Define a HashingVectorizer which takes the tokenizing function as one of its arguments

In [11]:
from sklearn.feature_extraction.text import HashingVectorizer
vector = HashingVectorizer(decode_error = 'ignore',
                          n_features = 2**21,
                          preprocessor = None,
                          tokenizer = getFeatureVector)

Note: It is important that non_negative is set to true. From the scikit-learn homepage:

Since the hash function might cause collisions between (unrelated) features, a signed hash function is used and the sign of the hash value determines the sign of the value stored in the output matrix for a feature. This way, collisions are likely to cancel out rather than accumulate error, and the expected mean of any output feature’s value is zero. If non_negative=True is passed to the constructor, the absolute value is taken. This undoes some of the collision handling, but allows the output to be passed to estimators like sklearn.naive_bayes.MultinomialNB or sklearn.feature_selection.chi2 feature selectors that expect non-negative inputs.

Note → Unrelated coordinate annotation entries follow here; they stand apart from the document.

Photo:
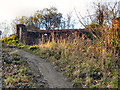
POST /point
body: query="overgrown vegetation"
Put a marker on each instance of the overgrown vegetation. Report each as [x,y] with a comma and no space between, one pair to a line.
[86,63]
[18,74]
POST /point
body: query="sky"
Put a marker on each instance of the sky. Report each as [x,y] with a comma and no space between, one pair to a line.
[10,9]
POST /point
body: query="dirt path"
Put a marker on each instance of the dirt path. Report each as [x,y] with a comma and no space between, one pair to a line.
[55,79]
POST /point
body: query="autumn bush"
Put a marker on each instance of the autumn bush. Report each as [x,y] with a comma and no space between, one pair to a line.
[86,63]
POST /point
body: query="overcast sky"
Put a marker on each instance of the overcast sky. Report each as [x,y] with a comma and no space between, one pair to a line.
[10,9]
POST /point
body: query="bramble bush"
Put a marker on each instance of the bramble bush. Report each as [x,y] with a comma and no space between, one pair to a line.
[86,63]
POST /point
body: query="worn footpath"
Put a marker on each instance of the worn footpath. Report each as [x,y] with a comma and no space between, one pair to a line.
[54,78]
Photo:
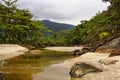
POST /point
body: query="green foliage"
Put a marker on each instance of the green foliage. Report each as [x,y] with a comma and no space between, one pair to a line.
[17,26]
[100,27]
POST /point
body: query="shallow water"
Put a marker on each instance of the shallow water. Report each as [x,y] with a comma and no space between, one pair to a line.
[45,66]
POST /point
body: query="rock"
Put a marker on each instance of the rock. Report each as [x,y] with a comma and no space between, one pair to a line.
[1,76]
[78,52]
[35,51]
[84,50]
[75,52]
[82,68]
[115,43]
[107,61]
[115,52]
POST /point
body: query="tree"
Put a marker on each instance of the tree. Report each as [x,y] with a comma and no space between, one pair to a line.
[17,25]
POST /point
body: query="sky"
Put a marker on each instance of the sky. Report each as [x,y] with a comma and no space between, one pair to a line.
[64,11]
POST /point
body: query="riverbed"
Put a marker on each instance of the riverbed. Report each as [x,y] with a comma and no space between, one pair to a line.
[43,66]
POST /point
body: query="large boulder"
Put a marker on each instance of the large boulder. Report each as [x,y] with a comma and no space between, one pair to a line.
[107,61]
[115,52]
[75,52]
[80,69]
[2,76]
[35,51]
[115,43]
[78,52]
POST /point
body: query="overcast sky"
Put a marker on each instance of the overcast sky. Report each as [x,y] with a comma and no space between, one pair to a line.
[65,11]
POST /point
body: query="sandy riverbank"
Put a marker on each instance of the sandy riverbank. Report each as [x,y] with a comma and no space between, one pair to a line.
[9,50]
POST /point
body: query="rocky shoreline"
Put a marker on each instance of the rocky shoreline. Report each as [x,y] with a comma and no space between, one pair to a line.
[11,50]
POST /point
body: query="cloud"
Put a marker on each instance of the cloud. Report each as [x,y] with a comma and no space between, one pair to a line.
[63,10]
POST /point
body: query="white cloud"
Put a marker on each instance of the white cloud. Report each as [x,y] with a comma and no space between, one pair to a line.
[68,11]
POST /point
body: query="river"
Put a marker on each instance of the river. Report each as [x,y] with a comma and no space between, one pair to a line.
[46,66]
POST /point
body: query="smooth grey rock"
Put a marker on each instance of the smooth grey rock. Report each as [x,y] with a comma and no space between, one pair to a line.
[107,61]
[82,68]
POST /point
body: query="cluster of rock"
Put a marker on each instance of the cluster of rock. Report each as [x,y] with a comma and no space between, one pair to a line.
[78,52]
[82,68]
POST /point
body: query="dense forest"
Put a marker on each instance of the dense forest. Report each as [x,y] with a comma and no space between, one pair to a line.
[100,27]
[17,26]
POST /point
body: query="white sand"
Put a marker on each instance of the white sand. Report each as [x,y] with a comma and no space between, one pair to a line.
[68,49]
[8,51]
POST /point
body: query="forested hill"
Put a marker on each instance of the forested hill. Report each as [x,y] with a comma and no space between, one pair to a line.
[57,27]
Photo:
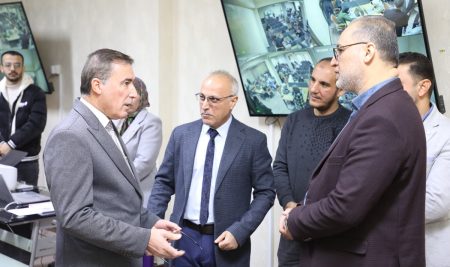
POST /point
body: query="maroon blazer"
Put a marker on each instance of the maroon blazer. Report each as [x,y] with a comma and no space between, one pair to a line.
[366,201]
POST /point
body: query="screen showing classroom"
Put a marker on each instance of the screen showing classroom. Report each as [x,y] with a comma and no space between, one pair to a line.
[277,43]
[15,34]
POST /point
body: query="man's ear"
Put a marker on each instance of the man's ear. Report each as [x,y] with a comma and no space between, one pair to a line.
[424,86]
[96,86]
[369,52]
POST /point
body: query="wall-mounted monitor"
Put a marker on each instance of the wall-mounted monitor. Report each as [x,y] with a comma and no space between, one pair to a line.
[15,34]
[277,43]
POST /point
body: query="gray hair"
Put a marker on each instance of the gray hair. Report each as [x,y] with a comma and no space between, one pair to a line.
[99,65]
[234,82]
[381,32]
[141,89]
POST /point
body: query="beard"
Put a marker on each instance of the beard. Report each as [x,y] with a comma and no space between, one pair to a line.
[13,78]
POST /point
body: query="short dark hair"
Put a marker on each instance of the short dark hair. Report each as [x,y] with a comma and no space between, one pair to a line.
[420,67]
[99,65]
[12,53]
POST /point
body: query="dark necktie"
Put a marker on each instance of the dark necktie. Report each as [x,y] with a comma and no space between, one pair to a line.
[207,175]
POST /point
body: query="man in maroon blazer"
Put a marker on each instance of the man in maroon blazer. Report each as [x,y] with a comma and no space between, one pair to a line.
[366,200]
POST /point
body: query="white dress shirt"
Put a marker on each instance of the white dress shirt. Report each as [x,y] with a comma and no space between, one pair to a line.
[192,212]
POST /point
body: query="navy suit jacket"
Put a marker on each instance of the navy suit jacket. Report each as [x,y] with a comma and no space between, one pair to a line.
[244,166]
[366,201]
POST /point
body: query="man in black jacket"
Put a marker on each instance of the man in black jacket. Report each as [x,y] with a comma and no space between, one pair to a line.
[23,114]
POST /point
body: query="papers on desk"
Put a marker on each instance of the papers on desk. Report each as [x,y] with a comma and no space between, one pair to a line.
[42,208]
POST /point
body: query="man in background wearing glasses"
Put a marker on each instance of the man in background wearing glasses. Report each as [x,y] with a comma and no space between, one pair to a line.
[212,166]
[23,114]
[366,200]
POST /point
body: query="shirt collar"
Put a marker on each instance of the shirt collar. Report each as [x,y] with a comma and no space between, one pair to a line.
[100,116]
[222,130]
[428,112]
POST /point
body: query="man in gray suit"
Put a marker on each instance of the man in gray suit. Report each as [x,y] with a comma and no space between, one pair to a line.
[416,73]
[225,216]
[97,198]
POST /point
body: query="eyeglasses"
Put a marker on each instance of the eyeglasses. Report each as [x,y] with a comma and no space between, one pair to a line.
[337,51]
[211,99]
[9,65]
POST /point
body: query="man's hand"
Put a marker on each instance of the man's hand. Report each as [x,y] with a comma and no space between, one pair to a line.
[167,225]
[290,205]
[4,149]
[226,241]
[283,224]
[159,245]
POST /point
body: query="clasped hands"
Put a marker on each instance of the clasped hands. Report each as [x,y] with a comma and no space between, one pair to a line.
[283,227]
[165,231]
[4,149]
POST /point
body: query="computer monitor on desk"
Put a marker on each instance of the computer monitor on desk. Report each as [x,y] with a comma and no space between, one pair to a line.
[20,199]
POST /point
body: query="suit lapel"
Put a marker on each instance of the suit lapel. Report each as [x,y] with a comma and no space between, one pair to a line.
[188,156]
[431,124]
[235,138]
[389,88]
[105,141]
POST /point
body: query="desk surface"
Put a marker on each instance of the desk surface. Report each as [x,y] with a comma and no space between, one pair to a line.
[10,262]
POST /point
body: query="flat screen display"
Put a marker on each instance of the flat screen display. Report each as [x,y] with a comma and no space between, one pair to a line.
[15,34]
[277,44]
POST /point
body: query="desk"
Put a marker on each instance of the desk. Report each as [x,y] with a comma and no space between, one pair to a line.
[38,245]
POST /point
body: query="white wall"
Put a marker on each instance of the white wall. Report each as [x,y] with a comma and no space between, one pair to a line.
[175,44]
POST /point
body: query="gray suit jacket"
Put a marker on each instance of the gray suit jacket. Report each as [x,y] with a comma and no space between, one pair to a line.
[98,202]
[143,140]
[245,166]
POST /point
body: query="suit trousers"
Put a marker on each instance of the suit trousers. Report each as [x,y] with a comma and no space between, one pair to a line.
[28,171]
[288,253]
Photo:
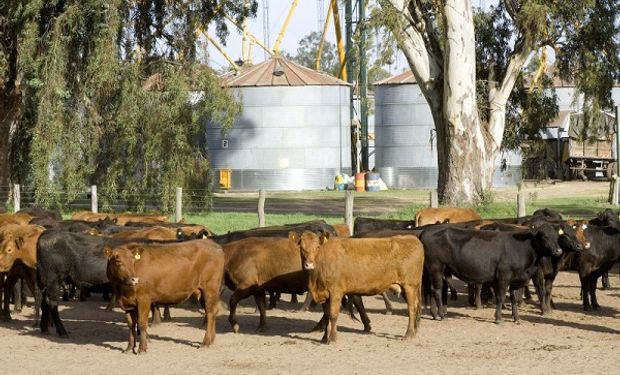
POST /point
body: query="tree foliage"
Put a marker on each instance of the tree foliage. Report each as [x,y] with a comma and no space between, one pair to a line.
[435,38]
[110,93]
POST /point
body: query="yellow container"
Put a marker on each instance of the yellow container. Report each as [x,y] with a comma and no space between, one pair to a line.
[359,182]
[225,179]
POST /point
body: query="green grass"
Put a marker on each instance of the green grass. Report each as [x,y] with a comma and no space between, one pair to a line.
[574,207]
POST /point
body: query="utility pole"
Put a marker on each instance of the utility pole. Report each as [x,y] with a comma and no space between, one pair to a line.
[363,83]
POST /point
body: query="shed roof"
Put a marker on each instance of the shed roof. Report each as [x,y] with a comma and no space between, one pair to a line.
[278,71]
[405,77]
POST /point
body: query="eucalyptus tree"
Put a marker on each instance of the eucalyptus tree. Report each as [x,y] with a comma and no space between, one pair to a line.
[451,66]
[109,92]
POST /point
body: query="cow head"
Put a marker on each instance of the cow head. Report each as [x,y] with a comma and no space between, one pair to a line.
[10,250]
[547,238]
[121,264]
[309,244]
[579,227]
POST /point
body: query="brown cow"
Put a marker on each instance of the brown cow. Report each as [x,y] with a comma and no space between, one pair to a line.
[445,215]
[18,243]
[121,218]
[255,265]
[361,266]
[143,274]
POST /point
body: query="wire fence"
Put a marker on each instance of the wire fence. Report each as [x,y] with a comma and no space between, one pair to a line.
[87,199]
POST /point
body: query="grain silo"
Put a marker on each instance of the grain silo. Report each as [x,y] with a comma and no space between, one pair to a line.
[405,144]
[293,133]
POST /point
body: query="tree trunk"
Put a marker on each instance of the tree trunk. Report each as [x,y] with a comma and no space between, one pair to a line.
[465,172]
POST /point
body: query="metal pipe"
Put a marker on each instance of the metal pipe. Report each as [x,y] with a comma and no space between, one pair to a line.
[341,52]
[317,61]
[230,60]
[363,85]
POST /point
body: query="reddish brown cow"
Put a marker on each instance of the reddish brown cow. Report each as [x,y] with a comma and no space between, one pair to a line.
[143,274]
[361,266]
[121,219]
[19,243]
[342,230]
[445,215]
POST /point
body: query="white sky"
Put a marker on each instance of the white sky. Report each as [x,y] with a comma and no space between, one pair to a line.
[304,21]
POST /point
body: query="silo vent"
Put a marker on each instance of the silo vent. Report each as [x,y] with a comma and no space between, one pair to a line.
[278,70]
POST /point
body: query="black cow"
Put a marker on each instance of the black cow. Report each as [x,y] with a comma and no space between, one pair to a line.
[70,257]
[603,233]
[366,224]
[317,226]
[507,259]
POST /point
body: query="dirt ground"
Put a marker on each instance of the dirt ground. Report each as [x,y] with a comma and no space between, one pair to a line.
[468,341]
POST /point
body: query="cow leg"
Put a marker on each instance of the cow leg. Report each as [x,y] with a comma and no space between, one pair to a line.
[210,302]
[8,283]
[436,287]
[478,295]
[359,305]
[307,302]
[413,306]
[547,301]
[18,295]
[273,299]
[132,322]
[514,299]
[388,304]
[237,296]
[261,302]
[585,291]
[167,317]
[53,296]
[605,280]
[143,307]
[156,320]
[593,281]
[500,296]
[334,310]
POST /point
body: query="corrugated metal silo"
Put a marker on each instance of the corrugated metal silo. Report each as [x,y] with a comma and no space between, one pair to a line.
[405,145]
[294,131]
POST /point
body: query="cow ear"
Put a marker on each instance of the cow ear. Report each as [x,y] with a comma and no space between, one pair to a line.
[292,235]
[324,237]
[137,252]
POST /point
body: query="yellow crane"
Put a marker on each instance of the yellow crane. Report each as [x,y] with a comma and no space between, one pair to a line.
[333,10]
[291,11]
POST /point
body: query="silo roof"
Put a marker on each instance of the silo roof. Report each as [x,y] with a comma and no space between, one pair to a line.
[278,71]
[405,77]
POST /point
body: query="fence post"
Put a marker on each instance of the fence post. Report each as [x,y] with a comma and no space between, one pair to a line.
[93,199]
[178,213]
[16,198]
[261,208]
[348,210]
[434,200]
[520,202]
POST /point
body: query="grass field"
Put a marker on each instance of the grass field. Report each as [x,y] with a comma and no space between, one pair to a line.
[238,212]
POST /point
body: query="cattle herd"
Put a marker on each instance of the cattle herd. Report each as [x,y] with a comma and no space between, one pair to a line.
[144,262]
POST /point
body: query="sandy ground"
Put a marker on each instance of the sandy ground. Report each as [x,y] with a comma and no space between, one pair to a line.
[569,341]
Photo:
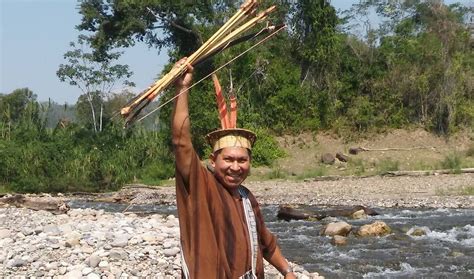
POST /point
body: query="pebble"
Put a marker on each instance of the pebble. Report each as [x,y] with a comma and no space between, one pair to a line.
[86,243]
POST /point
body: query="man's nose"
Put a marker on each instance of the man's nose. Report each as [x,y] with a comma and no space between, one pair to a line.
[235,165]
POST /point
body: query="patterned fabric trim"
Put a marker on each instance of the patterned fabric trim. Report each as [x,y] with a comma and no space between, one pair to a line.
[252,228]
[184,266]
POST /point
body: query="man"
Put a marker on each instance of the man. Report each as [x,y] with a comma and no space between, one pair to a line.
[223,234]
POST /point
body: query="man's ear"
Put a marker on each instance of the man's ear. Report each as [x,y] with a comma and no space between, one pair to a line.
[212,159]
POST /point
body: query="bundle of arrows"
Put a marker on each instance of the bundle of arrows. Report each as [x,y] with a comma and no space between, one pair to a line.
[231,33]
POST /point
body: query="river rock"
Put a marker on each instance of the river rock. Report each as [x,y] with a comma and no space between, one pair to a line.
[339,240]
[338,228]
[359,214]
[417,231]
[92,244]
[378,228]
[328,159]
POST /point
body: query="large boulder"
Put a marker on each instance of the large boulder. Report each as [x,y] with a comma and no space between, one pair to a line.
[378,228]
[337,228]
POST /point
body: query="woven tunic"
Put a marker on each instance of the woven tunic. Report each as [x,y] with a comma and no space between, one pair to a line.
[214,236]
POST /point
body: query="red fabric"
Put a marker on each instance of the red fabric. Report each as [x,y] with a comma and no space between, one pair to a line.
[213,230]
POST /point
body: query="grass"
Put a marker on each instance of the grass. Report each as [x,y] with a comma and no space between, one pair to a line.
[387,165]
[460,191]
[452,161]
[320,171]
[357,167]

Here are the different classifiers

In [12]:
from sklearn.naive_bayes import MultinomialNB
MNBclassifier = MultinomialNB(alpha = 0.01)
tweet_gen = tweetGenerator(df)
In [13]:
from sklearn.naive_bayes import BernoulliNB
BernoulliNBclassifier = BernoulliNB(alpha = 0.01)
tweet_gen = tweetGenerator(df)
In [14]:
from sklearn.linear_model import SGDClassifier
SGDclassifier = SGDClassifier(loss='log', random_state=1, n_iter=1)
tweet_gen = tweetGenerator(df)
In [15]:
from sklearn.linear_model import PassiveAggressiveClassifier
PassiveAggressiveclassifier = PassiveAggressiveClassifier(C=1.0, fit_intercept=True, n_iter=5, shuffle=True)
tweet_gen = tweetGenerator(df)

Pyprind is a python function that provides a progress bar for iterative processes. We will iteratively call each classifier for each batch of the training data and monitor the progress

In [16]:
import pyprind
batchSize = 20000
totalTweets = len(df)
#totalTweets = 15000
iterations = totalTweets/batchSize
progressBar = pyprind.ProgBar(iterations)

classes = np.array([0, 4])
for i in range(iterations):
    X_train, y_train = getBatch(tweet_gen, size=batchSize)
    X_train = vector.transform(X_train)
    MNBclassifier.partial_fit(X_train, y_train, classes=classes)
    BernoulliNBclassifier.partial_fit(X_train, y_train, classes=classes)
    SGDclassifier.partial_fit(X_train, y_train, classes=classes)
    PassiveAggressiveclassifier.partial_fit(X_train, y_train, classes=classes)
0%                          100%
[##############################] | ETA: 00:00:00
Total time elapsed: 00:18:52

Test and score each classifier using the test data

In [17]:
tweet_gen_test = tweetGenerator(df_test)
X_test, y_test = getBatchTest(tweet_gen_test, size=df_test.shape[0])
X_test = vector.transform(X_test)
In [18]:
print('Accuracy: %.3f' % MNBclassifier.score(X_test, y_test))
Accuracy: 0.751
In [19]:
print('Accuracy: %.3f' % BernoulliNBclassifier.score(X_test, y_test))
Accuracy: 0.707
In [20]:
print('Accuracy: %.3f' % SGDclassifier.score(X_test, y_test))
Accuracy: 0.788
In [21]:
print('Accuracy: %.3f' % PassiveAggressiveclassifier.score(X_test, y_test))
Accuracy: 0.796

Pickle the tokenizer, HashingVectorizer, and classifier

In [40]:
import dill

dill.dump(vector,open('./Classifiers/HashingVectorizer.pkl', 'wb'))
In [39]:
num = len(df)/1000
dill.dump(MNBclassifier, open('./Classifiers/MNBclassifier_OutofCore_{0}k.pkl'.format(num), 'wb'))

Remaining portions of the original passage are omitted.